Public Safety Secures MCOLES Grant
NMU Public Safety and Police Services has received a $337,000 grant to offer in-service training programs to Upper Peninsula law enforcement personnel. The Michigan Commission on Law Enforcement Standards, or MCOLES, provided the funding.
“Michigan currently doesn’t require annual update training, but Northern’s been doing it since the mid-80s,” said Mike Bath (Public Safety and Police Services). “Departments in the U.P. feel the need for refresher training because they don’t have as much experience with felony stops. That’s fortunate, but because it’s not something they do on a regular basis, they want to stay on top of it.”
Bath said the grant will cover instructor fees and supplies needed to provide training to departments within the NMU Public Safety Institute consortium, which covers 15 U.P. counties.
"Five dollars from each civil infraction goes into a pot,” he explained. “Sixty percent of that pot is divided among the total number of officers in the state to help with training and transportation to training programs. The remaining 40 percent is made available through a competitive grant process. A few years ago, MCOLES went to a consortium concept in awarding grants so that training would be offered to multiple departments within each consortium rather than training departments individually or requiring them to send people long distances for training. The only exceptions are the City of Detroit police department and the Michigan State Police.”

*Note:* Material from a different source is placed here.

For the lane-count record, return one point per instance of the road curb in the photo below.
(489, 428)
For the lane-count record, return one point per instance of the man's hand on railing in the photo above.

The 2007 training schedule includes the following courses: precision driving, supervisor ethics, crime-scene processing, complete traffic stops, advanced law enforcement training, interview and interrogation techniques, evidence technician training, prism weapons simulator, a survival shooting course and advanced evidence photography.
"We offer a lot of the training in Marquette, but we also do a number of programs at various locations in the U.P.,” Bath said. “Many of the people working in law enforcement in the U.P. are NMU graduates and they’re appreciative that we can bring the training to them. They’re strapped for cash for professional development as it is, so it helps them save on travel costs. They also have small staffs and it prevents them from having to go without someone or work around schedules for an extended time.”
In addition to in-service training, the NMU Public Safety Institute also operates a regional police academy with a 16-week curriculum sanctioned by MCOLES.